Из-под потолка неслышно спрыгнула массивная фигура, укутанная в тёмную ткань, увешанная оружием. Она сунула под балдахин руку и вытянула в лунный свет верёвку, а следом, — и труп с петлёй на шее. Когда моккахин тянул мертвеца мимо Эца, евнух рассмотрел обличье некогда красивого юноши с первичными признаками разложения. Бессмысленный взгляд удавленника прошёл сквозь свидетеля, а затем тот обратив внимание на вздыбленную мужественность, которую перетянули бычьими жилами у основания, чтобы она не утратила своего вида после остановки сердца. Эц ощутил, как в его рот хлынула рвота, как ожёг горло желудочный сок, но старик ничему не позволил пролиться на ковёр, он сжал окровавленной ладонью губы и заставил себя всё проглотить.
Зашуршали атласные простыни, из-под балдахина выбралась сама Зиру. Эц едва не взвизгнул.

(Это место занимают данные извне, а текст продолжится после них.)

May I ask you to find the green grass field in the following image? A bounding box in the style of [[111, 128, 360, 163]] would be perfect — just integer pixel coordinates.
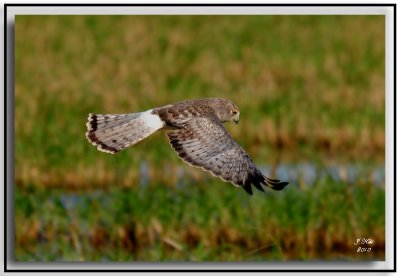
[[15, 15, 385, 261]]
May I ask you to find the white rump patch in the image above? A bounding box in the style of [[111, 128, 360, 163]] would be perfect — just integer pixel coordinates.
[[139, 109, 165, 130]]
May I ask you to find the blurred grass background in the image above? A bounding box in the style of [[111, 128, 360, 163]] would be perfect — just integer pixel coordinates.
[[15, 15, 385, 261]]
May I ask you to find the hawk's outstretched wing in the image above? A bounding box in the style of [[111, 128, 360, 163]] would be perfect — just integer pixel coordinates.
[[167, 114, 288, 194]]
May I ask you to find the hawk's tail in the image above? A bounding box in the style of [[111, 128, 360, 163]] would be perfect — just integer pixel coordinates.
[[86, 109, 164, 153]]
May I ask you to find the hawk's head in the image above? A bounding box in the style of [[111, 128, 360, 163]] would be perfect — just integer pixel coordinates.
[[209, 99, 240, 124]]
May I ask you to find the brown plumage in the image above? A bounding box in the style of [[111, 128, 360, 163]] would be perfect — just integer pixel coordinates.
[[86, 98, 288, 194]]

В его памяти то была мелкая мерзкая девчонка, противный урод, которому посчастливилось пережить роды, но старик никак не мог представить, во что ещё более ужасное превратилась она, преодолев взросление.

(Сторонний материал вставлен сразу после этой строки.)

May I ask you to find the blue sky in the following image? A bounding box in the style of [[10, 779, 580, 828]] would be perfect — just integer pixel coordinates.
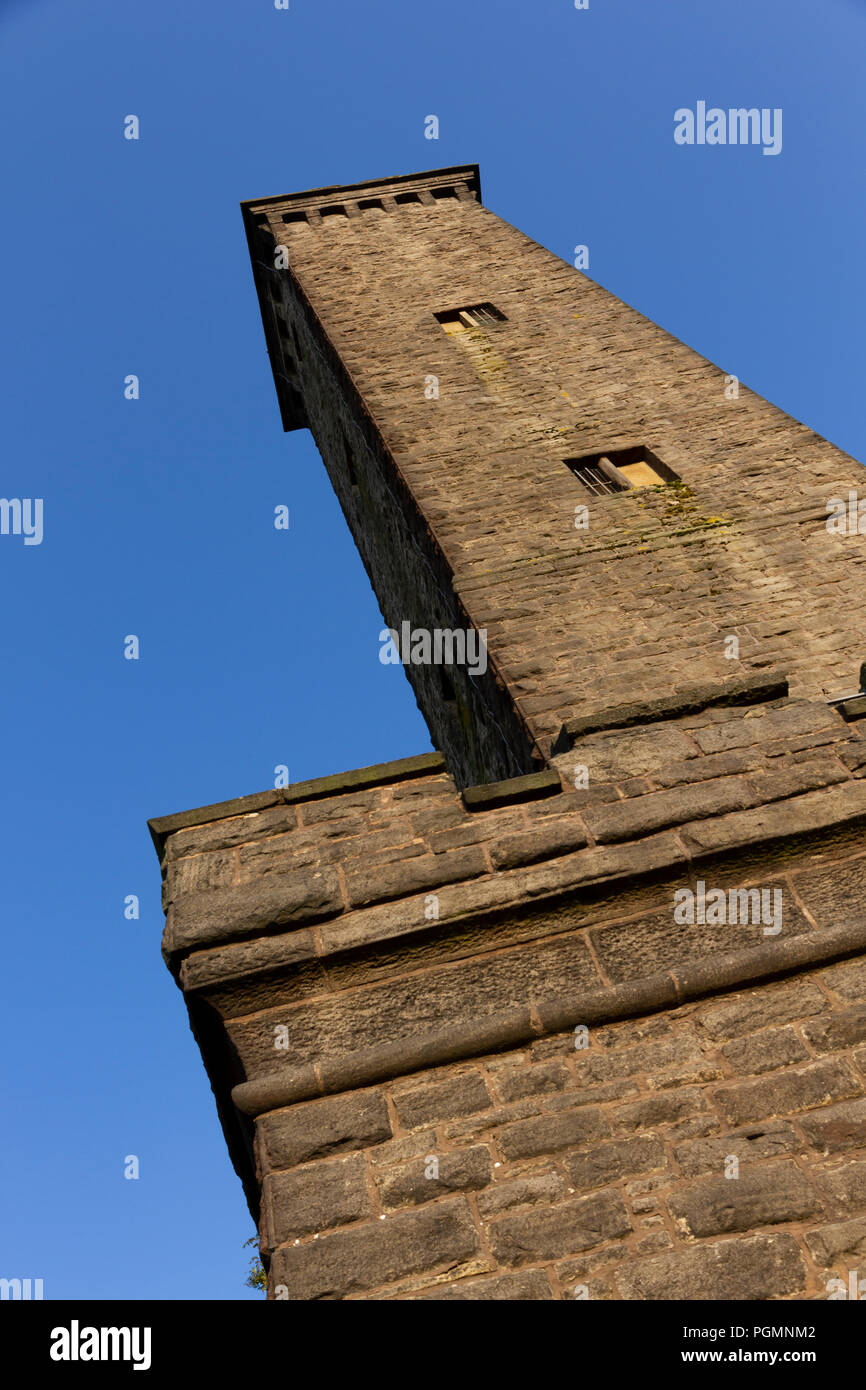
[[0, 0, 866, 1298]]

Облик Зиру являлся воплощением кошмаров, эта женщина была худа, словно умирала от голода, — скелет с тонкими мышцами, обтянутый мертвенной кожей, — виднелось каждое ребро, каждый позвонок, каждый обвод тазовой кости; её внутренности будто высохли, или попросту никогда не существовали. Но руки и ноги отличались от общего безобразия, — протезы, созданные гномьими кузнецами-механиками, оживлённые не магией, но руническим Ремеслом. Эти члены сверкали зеркальным металлом, несравненно лёгкие, прочные и сильные.

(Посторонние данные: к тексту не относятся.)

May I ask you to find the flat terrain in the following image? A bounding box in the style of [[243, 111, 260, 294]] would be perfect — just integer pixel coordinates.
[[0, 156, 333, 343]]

Из-за кривоватой шеи, голова женщины никогда не сидела ровно, а склонялась то к одному плечу, то к другому. Треугольное лицо Зиру заслуживало отдельной главы в атласе кошмарных снов, начиная с того, что провалившийся нос напоминал рыльце летучей мыши; пергаментная кожа обтягивала скулы и подбородок так туго, будто вот-вот могла порваться, из-за чего женщина с трудом выражала эмоции, — только уродливые противоестественные гримасы. Волосы Зиру являлись торчавшей во все стороны, сухой и бесцветной соломой, а её глаза… о эти очи ужаса! Слишком огромные, занимавшие почти треть лица, они, казалось, никогда не моргали; зрачки расширялись и сужались независимо, а радужки… если приглядеться, можно было понять, что радужки её глаз меняли форму и цвет словно земляное масло, плавающее в воде. Капельки их могли даже отделяться, уходить в плавание по склерам, а потом вновь возвращаться к зрачкам и продолжать плавный танец форм.